500 Ice Age fossils found during Metro's Purple Line expansion

LOS ANGELES (KABC) -- What comes to mind when you think of Los Angeles? Hollywood, celebrities, the Oscars -- a Columbian mammoth? More than 500 Ice Age fossils have been found during Metro's Purple Line expansion.

"We are the paleontological team that's there all day every day looking for fossils while the dirt is being moved. And this is just an example of some of the fossils that are coming out of the three stations," said Ashley Leger, a paleontologist.

What exactly did they find?

"Everything from gophers to mammoths in size. We've got camels and bison, horses and giant ground sloths. Mammoths, mastodons and even sabertooth cats and dire wolves. We're getting a beautiful picture of the Ice Age here in Southern California," Leger said.

One of the great finds: Hayden, a carefully preserved, nearly complete and pristine white skull of a juvenile Columbian mammoth.

"Most of the fossils were found at the Wilshire/La Brea site.
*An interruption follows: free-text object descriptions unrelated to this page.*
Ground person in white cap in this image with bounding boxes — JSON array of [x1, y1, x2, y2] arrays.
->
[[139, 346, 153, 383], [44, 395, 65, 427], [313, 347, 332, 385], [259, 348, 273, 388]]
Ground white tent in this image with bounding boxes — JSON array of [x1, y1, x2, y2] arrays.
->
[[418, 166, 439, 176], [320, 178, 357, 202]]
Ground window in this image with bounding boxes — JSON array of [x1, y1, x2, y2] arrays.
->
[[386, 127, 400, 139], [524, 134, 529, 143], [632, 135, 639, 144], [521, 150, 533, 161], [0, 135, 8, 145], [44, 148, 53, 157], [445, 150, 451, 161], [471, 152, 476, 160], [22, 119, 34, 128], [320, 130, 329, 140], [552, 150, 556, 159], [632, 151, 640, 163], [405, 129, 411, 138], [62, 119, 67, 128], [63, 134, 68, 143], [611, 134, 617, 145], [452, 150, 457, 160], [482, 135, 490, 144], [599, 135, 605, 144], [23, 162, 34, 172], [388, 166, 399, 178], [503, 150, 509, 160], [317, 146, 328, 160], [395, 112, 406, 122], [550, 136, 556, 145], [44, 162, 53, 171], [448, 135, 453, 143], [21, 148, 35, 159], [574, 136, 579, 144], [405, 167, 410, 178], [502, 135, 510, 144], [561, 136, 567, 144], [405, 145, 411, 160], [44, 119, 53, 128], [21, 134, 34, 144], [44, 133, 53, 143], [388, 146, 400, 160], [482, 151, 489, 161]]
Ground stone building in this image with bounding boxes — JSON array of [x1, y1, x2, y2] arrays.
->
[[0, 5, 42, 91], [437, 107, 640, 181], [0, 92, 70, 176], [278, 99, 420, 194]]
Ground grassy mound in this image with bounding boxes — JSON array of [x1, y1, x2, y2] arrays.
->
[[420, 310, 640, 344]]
But a lot of fossils were also found at the Wilshire/ La Cienega site," said Dave Sotero, a spokesperson for Metro.

So the next time you're driving along Wilshire Boulevard, just imagine what else may be discovered during this expansion project.

"If the paleontologist see anything that they think might be a fossil, we can temporarily divert the construction work to another part of the excavation to allow them to investigate whether that is a fossil or not," Sotero said.

Once the project is complete in about five years, you just might be able to see some of these fossils at the Natural History Museum or the La Brea Tar Pits.

"We anticipate finding additional fossils as we move forward with the second and third phase of the Purple Line construction project," Sotero said.

Sotero says the team is preserving L.A.'s prehistoric past while building it's subway future.